The absorbance of the supernatant was measured at 490 nm. NaOH was considered as blank. The results were compared with a standard melanin curve (concentrations 1, 5, 10, 25, 50, 100, 200 and 300 μg/mL). The melanin content was calibrated by protein amount, and expressed as a percentage to negative control.

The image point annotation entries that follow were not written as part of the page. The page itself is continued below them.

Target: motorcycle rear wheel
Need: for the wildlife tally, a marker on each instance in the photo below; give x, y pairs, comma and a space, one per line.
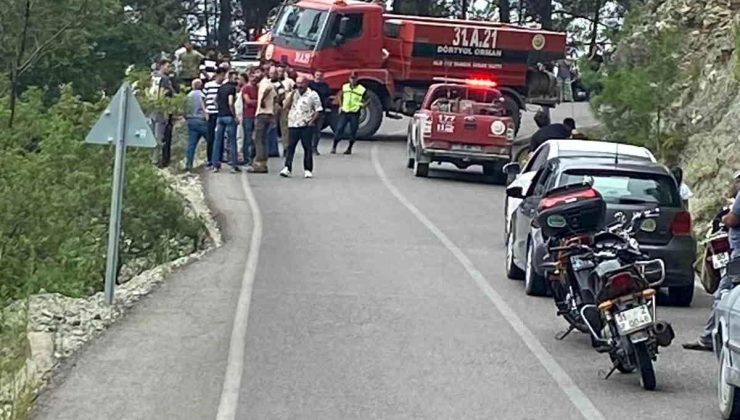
620, 366
645, 363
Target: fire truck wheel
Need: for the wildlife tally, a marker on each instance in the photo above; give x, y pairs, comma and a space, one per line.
371, 116
421, 169
512, 109
410, 154
496, 172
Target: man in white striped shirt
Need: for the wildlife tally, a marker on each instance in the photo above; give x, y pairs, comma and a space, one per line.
210, 90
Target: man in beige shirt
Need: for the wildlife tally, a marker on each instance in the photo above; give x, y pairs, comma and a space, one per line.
265, 116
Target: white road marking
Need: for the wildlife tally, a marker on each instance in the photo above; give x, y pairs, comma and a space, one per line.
235, 364
566, 384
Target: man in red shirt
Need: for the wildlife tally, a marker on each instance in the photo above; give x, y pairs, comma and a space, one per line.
249, 97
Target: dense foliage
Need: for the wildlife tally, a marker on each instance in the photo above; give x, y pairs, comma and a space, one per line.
632, 98
55, 199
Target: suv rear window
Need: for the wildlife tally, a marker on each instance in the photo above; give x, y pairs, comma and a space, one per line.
628, 188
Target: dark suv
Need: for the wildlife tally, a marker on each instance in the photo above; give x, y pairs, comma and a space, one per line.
627, 186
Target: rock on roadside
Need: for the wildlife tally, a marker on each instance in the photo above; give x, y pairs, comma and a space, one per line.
60, 325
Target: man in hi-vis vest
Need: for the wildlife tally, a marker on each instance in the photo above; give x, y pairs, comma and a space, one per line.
351, 101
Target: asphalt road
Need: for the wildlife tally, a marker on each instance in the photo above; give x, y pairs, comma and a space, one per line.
375, 295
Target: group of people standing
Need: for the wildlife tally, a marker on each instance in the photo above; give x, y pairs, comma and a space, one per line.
276, 103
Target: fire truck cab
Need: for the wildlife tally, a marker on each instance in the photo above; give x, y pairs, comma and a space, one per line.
397, 57
463, 122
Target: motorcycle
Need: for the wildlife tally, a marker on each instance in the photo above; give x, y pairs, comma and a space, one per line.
716, 253
625, 280
567, 271
622, 280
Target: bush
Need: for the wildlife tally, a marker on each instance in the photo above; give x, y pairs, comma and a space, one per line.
55, 202
633, 98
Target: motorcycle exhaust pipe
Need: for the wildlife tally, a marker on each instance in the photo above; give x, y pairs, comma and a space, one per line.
664, 334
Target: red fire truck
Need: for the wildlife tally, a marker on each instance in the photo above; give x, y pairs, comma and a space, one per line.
396, 57
461, 122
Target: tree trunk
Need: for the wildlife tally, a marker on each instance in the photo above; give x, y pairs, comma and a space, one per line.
14, 72
13, 95
224, 25
248, 16
545, 13
595, 28
207, 18
504, 11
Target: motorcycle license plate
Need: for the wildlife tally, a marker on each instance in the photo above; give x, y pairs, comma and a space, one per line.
633, 319
720, 260
465, 148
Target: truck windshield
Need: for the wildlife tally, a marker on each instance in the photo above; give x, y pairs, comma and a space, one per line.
301, 23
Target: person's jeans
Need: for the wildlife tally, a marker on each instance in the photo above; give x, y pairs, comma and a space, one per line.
305, 136
197, 129
211, 136
167, 141
261, 129
159, 127
316, 136
225, 127
248, 142
726, 283
273, 148
351, 119
566, 90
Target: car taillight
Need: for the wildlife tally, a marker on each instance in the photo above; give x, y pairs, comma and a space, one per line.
548, 202
681, 225
621, 283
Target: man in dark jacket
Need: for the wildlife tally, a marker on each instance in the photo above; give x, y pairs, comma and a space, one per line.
319, 86
562, 130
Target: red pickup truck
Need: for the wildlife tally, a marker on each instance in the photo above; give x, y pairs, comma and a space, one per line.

Percentage of inhibition of melanin synthesis was calculated as:
Inh% = [{(A - B) - (C - B)}/(A - B)] × 100
A: Melanin content of negative control
B: Melanin content of blank
C: Melanin content of samples
Zebrafish pigmentation evaluation
Six Synchronized embryos were collected and transferred to each well in a 12-well plate containing 1800 μL of sterile water and incubated at 28.5 °C. Two-hundred μL of algal extract (100 μg/mL) was added to embryo medium after 9 hpf. Similarly to tyrosinase inhibitory activity assay, replacement of the medium was done. After 48 hpf, the embryos chorions were removed by forceps, anesthetized in tricaine methansulfonate solution and photographed under the stereomicroscope.
Statitical analysis
Experiments were performed in triplicate and the data were expressed as the mean ± standard error. One-way ANOVA was used to compare the mean values of each treatment. A value of p < 0.05 was regarded as statistically significant in all experiments.